Drought elsewhere impacts East Tennessee crops

(WBIR-Lenoir City) Dry weather in the Southern Plains is affecting farmers and their crops in East Tennessee.

For several months, the drought has caused a steady increase in the price of wheat.

But that changed this week.

"I thought we were looking at a good steady price but in the last week, wheat's dropped off between 50 to 60 cents a bushel. Don't really hear any good explanation for that but it has dropped," said Don Bailey, owner of Bailey Farms in Lenoir City.

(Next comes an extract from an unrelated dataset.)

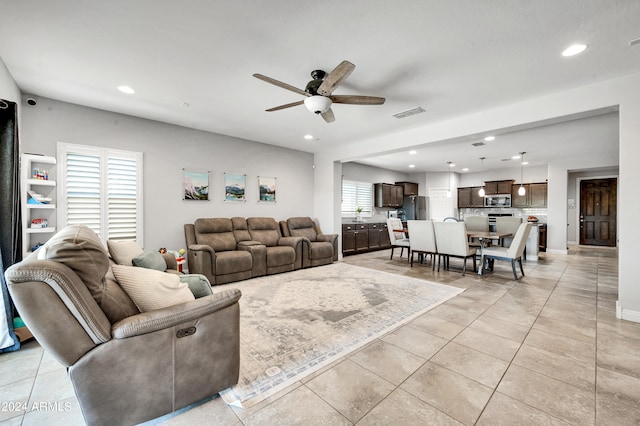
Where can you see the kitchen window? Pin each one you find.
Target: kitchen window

Bailey grows about 1,000 acres of wheat on his farm. He said it is likely he will have a good crop this summer, but the price of it is more unpredictable.

Bailey watched the price of wheat rise this year from $6, to $6.50, to $7 within the past three weeks.

"Two years ago, wheat was in the $8 to $9 bushel range. So $7 is better than $6 but it's sure not as good as $8 or $9," Bailey said.

But the price fell after some areas saw rainfall.

As of Friday, the price fell to $6.74 per bushel, dropping for the eighth straight day. The Associated Press reported it as the biggest decline since September 2011.

Bailey said he feels lucky to have locked in the price for a third of his wheat crop back in March.

"I thought maybe I'd priced it too soon but now that I'm looking at what the markets are doing in the past few days, it's back down to what we booked at then. So 50 cents a bushel doesn't sound like a lot but when you're looking at 50,000-70,000 bushels, it can add up to a lot of money," he said.

Bailey Farms will not cut the wheat for another four weeks. But according to Bailey, historically, wheat prices drop around harvest time because farmers cannot store it all.

Bailey Farms also owns other crops, like corn and soybeans. Both of those products' prices also fell on Friday.